Prosecutors are looking to retry the case and put Milke, now 49, back on death row, reports the Associated Press. Milke left the Maricopa County Jail on bond as she awaits her retrial. Milke has spent the last 22 years on death row after being convicted of murder, conspiracy to commit murder, child abuse and kidnapping.

Chief Judge Alex Kozinski of the 9th Circuit Court of Appeals overturned the convictions in March, stating Milke did not receive a fair trial. The testimony of Armando Saldate Jr., a now-retired detective who testified that Milke confessed to the murder of her son for a $5,000 insurance payout, was not disclosed during the trial. Saldate also had a history of lying under oath, which would affect his credibility as he was the only individual who heard Milke confess.

According to the ruling, “Petitioner Milke’s conviction was based largely on the testimony of Police Detective Saldate, who allegedly obtained her confession. The panel held that the state remained unconstitutionally silent instead of disclosing information about Det. Saldate’s history of misconduct and accompanying court orders and disciplinary action.”

Kozinki, in his summary, said Saldate did not record or write down Milke’s confession, while she denied ever confessing and provided a different account of the interrogation. Saldate did not have Milke sign a waiver of her Miranda rights and claimed he destroyed all his notes after filing his report. “The jury thus had nothing more than Saldate’s word that Milke confessed. Everything the state claims happened in the interrogation room depends on believing Saldate’s testimony,” said Kozinki.

In the summary, Kozinki said there was no physical evidence linking Milke to the crime and the two men who shot the child, Jim Styers and Roger Scott, did not testify during her trial. Scott confessed to shooting the child and led police to the boy’s body. Styers and Scott are currently on death row.
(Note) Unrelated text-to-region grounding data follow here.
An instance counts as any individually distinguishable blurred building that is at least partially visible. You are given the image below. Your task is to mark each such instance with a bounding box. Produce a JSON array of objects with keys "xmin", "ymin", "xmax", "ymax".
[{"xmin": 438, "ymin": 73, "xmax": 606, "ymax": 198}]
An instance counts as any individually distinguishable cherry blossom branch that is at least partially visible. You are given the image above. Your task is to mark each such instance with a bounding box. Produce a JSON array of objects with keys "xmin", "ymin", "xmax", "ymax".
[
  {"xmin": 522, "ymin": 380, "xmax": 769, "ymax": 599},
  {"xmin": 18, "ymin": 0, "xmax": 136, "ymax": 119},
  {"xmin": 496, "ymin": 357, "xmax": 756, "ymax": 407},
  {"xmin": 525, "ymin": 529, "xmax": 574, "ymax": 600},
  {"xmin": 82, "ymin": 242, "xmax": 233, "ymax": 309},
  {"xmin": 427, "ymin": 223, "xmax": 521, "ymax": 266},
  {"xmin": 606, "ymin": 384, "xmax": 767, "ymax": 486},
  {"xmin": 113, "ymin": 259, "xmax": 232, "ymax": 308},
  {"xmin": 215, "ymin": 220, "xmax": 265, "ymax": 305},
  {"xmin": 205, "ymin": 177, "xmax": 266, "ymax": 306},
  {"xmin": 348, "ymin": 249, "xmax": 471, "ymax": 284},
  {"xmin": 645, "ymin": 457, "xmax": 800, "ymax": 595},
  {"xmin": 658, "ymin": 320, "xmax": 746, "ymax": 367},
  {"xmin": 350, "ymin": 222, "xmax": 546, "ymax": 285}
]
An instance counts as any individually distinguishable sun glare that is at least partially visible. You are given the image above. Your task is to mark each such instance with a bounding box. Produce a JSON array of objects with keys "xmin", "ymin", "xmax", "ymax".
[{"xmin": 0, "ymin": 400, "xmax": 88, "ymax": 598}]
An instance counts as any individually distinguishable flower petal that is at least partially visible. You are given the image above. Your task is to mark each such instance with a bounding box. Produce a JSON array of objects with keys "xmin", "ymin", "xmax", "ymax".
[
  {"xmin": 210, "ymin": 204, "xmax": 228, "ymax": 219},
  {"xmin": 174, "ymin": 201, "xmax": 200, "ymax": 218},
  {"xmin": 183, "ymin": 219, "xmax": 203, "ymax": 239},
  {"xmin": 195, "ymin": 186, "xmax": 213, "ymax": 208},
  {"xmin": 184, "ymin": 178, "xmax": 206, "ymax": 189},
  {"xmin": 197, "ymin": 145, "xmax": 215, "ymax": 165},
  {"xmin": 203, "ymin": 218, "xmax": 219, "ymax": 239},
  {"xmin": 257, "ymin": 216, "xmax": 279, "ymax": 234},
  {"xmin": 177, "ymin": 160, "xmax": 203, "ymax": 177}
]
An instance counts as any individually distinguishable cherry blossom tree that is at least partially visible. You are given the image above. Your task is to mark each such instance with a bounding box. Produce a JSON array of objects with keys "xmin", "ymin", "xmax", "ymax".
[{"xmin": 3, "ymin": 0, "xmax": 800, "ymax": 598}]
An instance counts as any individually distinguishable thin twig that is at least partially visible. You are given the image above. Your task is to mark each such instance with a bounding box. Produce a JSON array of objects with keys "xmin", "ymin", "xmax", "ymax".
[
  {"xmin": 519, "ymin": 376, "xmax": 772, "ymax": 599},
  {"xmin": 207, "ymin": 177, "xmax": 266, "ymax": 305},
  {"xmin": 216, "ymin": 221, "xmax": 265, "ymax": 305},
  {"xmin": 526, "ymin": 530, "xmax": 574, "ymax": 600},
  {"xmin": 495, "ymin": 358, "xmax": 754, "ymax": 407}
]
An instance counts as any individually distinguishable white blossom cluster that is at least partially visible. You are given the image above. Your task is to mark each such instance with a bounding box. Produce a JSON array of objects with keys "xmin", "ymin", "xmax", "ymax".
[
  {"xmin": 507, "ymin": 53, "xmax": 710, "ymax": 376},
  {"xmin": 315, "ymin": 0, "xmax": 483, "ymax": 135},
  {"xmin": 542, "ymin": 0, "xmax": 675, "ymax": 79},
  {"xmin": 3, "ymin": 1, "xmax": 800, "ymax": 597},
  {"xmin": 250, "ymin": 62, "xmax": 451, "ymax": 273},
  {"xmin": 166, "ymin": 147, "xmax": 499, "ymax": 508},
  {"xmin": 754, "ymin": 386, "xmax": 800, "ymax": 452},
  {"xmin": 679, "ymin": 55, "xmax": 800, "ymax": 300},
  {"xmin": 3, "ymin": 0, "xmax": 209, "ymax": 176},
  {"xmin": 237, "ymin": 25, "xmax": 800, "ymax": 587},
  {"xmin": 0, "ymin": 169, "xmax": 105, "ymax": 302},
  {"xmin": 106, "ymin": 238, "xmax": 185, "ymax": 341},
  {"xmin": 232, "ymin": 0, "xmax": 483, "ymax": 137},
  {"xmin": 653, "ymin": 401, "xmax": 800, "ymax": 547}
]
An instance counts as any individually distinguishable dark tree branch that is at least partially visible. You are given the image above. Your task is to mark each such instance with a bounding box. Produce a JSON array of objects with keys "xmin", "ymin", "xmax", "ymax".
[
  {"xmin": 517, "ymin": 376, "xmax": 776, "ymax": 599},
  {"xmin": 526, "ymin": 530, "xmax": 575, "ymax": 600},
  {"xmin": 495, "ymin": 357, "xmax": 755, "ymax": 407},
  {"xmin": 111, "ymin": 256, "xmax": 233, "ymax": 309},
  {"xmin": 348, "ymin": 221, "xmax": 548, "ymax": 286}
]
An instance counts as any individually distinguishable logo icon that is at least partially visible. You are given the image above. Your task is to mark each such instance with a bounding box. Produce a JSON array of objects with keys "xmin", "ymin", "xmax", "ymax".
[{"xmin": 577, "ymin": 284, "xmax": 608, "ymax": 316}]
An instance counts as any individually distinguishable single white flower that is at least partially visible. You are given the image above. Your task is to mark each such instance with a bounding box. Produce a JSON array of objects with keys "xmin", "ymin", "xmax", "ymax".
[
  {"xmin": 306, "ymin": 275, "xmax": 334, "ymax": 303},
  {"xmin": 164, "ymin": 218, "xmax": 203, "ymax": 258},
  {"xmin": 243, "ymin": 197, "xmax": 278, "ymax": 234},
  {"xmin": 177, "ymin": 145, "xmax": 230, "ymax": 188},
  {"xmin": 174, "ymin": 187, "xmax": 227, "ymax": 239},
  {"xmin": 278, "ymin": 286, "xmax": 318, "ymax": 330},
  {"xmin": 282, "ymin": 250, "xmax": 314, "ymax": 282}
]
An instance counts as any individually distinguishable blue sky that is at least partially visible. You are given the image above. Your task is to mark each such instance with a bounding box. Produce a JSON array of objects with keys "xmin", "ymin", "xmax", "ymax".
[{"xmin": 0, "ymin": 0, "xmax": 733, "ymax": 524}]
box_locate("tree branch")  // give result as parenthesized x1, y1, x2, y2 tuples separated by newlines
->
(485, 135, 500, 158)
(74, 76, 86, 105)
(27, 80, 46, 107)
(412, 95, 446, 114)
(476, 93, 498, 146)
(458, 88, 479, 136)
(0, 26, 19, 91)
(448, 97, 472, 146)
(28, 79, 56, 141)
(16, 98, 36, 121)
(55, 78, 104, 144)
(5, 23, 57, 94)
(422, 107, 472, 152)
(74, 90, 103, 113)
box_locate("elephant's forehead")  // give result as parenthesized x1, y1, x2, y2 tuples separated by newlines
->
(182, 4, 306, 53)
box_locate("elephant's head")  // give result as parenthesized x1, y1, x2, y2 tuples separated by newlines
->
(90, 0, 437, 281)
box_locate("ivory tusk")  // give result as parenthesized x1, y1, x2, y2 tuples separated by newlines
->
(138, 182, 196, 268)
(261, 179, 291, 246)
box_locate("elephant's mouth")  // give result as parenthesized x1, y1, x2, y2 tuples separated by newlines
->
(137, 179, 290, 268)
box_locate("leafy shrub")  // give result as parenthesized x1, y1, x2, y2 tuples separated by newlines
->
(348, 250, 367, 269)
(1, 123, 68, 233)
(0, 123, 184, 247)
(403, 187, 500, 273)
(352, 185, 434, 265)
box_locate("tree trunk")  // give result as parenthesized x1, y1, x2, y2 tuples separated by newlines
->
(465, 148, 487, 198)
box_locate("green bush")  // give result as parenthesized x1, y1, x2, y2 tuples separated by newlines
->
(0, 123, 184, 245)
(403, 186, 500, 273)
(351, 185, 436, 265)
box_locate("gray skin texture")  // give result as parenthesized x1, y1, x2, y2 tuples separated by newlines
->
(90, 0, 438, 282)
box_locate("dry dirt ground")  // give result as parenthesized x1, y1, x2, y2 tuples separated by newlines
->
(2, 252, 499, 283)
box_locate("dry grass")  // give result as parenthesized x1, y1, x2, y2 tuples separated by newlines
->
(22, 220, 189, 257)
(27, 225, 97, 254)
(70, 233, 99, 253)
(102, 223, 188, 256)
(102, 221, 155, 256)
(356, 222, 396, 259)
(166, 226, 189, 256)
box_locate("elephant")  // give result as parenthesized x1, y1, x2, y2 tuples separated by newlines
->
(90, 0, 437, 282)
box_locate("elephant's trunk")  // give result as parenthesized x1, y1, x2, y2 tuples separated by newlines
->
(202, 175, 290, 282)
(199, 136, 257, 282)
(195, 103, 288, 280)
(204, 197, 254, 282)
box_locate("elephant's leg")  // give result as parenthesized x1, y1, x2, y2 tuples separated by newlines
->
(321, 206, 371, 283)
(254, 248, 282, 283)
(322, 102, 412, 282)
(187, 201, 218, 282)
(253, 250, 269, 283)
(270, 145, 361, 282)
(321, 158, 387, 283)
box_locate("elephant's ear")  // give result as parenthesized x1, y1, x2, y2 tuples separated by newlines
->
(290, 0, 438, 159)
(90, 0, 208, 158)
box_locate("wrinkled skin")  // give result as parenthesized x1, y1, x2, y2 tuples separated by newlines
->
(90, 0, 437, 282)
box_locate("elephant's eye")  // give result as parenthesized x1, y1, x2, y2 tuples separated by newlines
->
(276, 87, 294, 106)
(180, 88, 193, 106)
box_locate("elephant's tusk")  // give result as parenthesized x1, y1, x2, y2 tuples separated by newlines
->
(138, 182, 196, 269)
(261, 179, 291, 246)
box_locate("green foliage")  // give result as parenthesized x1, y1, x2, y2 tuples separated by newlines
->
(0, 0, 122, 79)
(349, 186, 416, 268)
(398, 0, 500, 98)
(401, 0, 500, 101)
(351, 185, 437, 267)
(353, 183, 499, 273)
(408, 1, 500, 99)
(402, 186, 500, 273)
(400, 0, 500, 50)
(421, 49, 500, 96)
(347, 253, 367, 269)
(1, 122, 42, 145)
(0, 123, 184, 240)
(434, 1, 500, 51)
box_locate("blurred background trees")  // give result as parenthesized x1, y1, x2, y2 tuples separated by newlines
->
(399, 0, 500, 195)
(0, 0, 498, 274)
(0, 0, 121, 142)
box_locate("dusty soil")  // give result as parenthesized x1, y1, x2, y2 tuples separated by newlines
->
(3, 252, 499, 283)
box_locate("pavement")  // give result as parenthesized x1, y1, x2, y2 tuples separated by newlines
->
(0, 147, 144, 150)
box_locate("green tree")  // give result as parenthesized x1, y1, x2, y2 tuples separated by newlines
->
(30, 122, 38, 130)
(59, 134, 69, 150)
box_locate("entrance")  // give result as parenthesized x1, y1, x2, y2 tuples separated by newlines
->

The supporters who posted Milke’s bail are residents of Emmetten, a Swiss town where her mother, Renate Janka, resides, reports AP. The community’s former president, Max Krucker, and other organizers have spent the last decade raising money and collecting donations for Milke’s defense. Janka also had to sell her home to help pay for her daughter’s legal bills. Milke will live in a home in the Phoenix area that was paid for by her supporters, notes AP.

As part of the decision, the state must turn over Saldate’s personnel records to Milke’s lawyers. Judge Rosa Mroz, from the Maricopa County Superior Court, scheduled a Sept. 23 hearing on the use of Saldate’s testimony and confession during the retrial, scheduled for Sept. 30.